While the advice of a personal counsel that may or may not have, and established a professional relationship with, would have obviously, been a factor she would have considered. She in no sense, could be characterized as someone adrift, and totally unfamiliar, uncontrollable circumstances with no idea of what to do.
In my view, little would have changed if she had actually had some time to speak to private counsel.

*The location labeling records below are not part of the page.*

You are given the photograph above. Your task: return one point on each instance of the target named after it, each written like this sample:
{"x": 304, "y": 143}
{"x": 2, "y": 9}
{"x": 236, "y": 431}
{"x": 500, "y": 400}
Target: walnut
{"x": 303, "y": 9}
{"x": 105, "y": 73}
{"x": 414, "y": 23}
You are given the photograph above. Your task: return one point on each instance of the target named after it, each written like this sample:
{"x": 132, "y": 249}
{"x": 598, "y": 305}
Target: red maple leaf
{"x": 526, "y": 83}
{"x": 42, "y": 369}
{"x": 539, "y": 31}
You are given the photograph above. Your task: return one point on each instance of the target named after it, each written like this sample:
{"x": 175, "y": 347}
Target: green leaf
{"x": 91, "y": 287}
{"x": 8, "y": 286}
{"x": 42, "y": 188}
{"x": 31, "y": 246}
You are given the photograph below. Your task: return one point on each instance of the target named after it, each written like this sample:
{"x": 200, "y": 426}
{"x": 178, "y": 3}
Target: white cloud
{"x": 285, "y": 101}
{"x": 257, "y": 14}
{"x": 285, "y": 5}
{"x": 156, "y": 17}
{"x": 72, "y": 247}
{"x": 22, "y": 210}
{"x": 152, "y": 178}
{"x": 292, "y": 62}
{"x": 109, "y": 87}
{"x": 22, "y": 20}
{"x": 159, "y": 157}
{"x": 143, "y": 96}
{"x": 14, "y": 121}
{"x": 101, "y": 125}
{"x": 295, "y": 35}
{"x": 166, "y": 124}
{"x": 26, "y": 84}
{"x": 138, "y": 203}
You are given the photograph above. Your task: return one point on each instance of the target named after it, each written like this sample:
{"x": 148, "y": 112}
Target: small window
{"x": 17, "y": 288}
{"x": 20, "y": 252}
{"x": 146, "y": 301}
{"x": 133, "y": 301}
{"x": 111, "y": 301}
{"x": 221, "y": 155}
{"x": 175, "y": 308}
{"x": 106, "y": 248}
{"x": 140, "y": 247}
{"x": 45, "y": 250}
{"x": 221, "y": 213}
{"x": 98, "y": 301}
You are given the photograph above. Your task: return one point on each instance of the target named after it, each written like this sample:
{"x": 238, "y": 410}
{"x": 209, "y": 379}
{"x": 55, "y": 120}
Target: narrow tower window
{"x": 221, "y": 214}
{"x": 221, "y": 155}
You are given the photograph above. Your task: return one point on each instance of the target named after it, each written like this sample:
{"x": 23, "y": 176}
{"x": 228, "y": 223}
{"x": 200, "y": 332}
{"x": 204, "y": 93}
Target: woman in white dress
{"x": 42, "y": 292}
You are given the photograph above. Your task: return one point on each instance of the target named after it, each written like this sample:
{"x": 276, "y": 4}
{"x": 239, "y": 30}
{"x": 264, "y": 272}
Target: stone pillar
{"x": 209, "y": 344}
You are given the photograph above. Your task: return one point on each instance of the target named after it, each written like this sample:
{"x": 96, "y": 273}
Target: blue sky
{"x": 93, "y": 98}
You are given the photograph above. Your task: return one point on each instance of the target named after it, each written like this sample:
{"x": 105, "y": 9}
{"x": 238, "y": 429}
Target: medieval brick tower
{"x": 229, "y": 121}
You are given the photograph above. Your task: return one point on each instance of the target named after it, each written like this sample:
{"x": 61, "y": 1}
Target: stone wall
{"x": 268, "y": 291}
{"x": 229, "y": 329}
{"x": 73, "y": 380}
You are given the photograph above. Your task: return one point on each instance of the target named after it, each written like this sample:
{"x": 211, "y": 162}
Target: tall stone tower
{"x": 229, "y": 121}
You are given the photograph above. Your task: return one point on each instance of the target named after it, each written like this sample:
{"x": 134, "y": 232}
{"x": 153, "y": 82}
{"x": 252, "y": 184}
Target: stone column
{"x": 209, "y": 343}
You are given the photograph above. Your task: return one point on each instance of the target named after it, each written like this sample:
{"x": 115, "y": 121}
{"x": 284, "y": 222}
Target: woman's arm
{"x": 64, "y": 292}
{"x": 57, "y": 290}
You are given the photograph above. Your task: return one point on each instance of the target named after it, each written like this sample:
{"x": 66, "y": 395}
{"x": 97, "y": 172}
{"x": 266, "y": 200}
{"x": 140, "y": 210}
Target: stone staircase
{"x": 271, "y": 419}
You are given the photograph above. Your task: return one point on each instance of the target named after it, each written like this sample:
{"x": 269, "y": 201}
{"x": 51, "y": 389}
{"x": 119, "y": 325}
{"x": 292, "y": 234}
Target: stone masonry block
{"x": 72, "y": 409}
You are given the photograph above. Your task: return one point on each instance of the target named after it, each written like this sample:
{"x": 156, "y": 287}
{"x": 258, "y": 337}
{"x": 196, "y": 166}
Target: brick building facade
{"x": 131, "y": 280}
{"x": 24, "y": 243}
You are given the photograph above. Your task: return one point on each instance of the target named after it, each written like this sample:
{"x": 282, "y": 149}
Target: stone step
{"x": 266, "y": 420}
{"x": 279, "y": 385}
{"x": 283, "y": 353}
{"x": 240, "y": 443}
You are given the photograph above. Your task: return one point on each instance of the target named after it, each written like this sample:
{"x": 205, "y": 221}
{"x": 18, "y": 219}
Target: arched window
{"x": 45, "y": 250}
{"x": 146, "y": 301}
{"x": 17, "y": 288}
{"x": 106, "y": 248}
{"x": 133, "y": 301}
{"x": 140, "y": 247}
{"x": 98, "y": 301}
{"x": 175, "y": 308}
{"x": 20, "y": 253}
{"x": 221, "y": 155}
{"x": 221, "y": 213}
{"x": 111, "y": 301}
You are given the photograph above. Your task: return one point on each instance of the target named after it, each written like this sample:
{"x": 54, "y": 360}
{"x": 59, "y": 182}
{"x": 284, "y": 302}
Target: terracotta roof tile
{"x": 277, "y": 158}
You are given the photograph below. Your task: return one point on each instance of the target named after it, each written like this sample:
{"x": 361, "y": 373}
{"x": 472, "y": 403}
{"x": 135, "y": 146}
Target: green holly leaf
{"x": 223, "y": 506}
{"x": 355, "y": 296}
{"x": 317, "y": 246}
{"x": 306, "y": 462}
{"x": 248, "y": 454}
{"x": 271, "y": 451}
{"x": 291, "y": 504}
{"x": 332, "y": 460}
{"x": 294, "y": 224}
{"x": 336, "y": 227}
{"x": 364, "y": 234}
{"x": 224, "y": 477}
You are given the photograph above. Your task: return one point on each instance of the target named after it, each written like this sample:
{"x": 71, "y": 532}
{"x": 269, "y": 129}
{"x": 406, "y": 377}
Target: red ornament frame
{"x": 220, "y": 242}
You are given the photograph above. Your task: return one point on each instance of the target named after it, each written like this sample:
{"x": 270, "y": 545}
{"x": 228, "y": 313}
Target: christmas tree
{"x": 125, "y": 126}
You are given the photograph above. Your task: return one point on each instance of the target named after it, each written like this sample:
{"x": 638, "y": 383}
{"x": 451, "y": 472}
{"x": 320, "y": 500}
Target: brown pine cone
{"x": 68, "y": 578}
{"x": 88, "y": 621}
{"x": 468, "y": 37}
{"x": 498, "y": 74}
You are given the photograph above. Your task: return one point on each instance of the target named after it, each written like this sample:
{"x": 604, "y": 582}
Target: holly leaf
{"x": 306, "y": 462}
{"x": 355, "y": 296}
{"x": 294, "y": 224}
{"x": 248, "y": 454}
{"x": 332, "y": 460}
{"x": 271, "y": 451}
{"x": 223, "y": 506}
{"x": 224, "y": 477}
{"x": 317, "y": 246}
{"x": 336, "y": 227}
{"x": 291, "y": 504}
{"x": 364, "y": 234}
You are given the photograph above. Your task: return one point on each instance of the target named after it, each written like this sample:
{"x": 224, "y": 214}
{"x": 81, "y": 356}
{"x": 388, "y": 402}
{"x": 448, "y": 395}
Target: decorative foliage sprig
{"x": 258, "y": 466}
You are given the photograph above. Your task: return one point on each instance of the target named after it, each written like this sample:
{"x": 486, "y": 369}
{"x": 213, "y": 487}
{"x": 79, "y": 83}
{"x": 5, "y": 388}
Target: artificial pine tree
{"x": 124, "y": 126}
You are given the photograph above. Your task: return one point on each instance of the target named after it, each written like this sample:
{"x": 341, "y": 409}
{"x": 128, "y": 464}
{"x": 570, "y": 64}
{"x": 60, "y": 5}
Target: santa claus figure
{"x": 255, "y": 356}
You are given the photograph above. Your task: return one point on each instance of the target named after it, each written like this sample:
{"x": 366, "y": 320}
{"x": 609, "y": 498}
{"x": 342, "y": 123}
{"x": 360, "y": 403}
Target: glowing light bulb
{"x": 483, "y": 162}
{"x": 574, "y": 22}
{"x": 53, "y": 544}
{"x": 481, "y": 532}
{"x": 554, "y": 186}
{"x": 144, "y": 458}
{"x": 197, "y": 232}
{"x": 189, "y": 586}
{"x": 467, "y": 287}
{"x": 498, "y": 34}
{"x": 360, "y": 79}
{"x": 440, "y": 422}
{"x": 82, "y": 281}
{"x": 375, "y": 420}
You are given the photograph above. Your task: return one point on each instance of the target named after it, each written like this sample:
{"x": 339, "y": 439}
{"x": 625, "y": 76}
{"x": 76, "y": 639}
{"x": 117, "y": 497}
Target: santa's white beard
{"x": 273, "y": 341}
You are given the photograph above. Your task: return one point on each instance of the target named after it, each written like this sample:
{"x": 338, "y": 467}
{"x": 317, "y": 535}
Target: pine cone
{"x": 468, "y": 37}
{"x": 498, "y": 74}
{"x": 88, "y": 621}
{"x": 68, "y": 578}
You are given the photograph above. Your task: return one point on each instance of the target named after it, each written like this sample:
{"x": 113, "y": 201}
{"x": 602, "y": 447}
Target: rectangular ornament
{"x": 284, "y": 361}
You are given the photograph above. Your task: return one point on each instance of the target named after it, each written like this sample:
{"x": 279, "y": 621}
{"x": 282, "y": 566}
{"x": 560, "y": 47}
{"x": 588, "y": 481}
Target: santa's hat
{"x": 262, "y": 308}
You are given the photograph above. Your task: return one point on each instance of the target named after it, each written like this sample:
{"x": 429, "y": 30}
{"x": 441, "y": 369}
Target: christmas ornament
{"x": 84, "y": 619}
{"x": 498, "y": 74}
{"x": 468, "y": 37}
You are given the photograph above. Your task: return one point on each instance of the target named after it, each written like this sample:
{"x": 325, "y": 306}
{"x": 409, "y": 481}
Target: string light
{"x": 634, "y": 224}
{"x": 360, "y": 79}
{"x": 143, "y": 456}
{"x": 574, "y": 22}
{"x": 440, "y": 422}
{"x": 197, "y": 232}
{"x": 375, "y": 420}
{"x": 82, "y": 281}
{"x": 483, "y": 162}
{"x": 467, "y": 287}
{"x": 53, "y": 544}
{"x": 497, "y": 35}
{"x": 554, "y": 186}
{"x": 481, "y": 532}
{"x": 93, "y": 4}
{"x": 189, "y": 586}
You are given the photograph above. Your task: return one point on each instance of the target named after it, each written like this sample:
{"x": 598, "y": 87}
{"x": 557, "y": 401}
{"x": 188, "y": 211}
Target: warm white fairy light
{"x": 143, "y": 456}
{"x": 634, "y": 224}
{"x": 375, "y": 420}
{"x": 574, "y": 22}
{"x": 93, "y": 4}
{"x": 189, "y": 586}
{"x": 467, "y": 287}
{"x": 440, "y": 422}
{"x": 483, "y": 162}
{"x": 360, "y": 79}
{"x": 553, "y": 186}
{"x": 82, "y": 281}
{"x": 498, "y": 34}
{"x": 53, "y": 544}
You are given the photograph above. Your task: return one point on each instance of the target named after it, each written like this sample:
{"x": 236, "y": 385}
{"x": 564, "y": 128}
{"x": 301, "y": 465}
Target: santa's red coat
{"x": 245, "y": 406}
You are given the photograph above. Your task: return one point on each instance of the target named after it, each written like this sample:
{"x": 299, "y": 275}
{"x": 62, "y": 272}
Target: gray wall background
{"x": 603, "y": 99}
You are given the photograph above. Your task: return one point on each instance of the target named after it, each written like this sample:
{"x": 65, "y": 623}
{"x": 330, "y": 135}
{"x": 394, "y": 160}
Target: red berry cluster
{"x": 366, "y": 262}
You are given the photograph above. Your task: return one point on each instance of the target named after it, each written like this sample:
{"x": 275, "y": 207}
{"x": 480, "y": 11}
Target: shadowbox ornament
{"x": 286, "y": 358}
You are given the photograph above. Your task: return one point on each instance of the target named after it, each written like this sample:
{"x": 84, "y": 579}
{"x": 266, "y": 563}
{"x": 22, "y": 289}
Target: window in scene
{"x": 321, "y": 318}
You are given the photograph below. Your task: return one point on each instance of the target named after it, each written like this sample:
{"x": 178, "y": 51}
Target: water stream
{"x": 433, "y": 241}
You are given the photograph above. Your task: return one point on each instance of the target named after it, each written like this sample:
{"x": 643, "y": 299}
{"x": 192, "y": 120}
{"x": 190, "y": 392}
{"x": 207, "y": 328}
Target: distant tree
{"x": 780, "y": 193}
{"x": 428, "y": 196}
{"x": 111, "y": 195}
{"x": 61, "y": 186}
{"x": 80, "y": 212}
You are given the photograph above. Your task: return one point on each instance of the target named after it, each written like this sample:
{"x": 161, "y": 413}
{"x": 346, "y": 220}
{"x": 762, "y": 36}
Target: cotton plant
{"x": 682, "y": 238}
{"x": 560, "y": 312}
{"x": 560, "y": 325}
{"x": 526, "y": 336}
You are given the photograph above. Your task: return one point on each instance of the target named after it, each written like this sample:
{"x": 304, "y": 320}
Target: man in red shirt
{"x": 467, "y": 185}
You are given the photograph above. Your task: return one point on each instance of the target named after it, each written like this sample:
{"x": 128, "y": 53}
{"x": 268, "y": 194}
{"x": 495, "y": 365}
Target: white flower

Although the scope of available legal advice in the impaired driving context is necessarily limited, one must be mindful of the fact that this Court has clearly stated in the past that, where the right to counsel has been infringed, it is improper to speculate about the nature of the advice that a detainee would have received and whether the evidence would have been obtained had the right not been infringed: Strachan, per Dickson C. J., at p.1002; and Elshaw, at pp. 43-44.
 The principle in question had been previously stated by the Supreme Court in R. v. Black, 1989 CanLII 75 (SCC),  2 S.C.R. 138 at p. 153: “…it is improper for a court to speculate about the type of legal advice which would have been given had the accused actually succeeded in contacting counsel after the charge was changed.”
 I find that by engaging in that speculative exercise, the trial judge failed to pay heed to the Bartle principle. By doing so, the trial judge allowed his s. 24(2) reasoning on the seriousness of the breach and the impact of the breach on the Appellant to become infected by the consideration of prohibited factors (i.e. the “little would have changed” line of reasoning).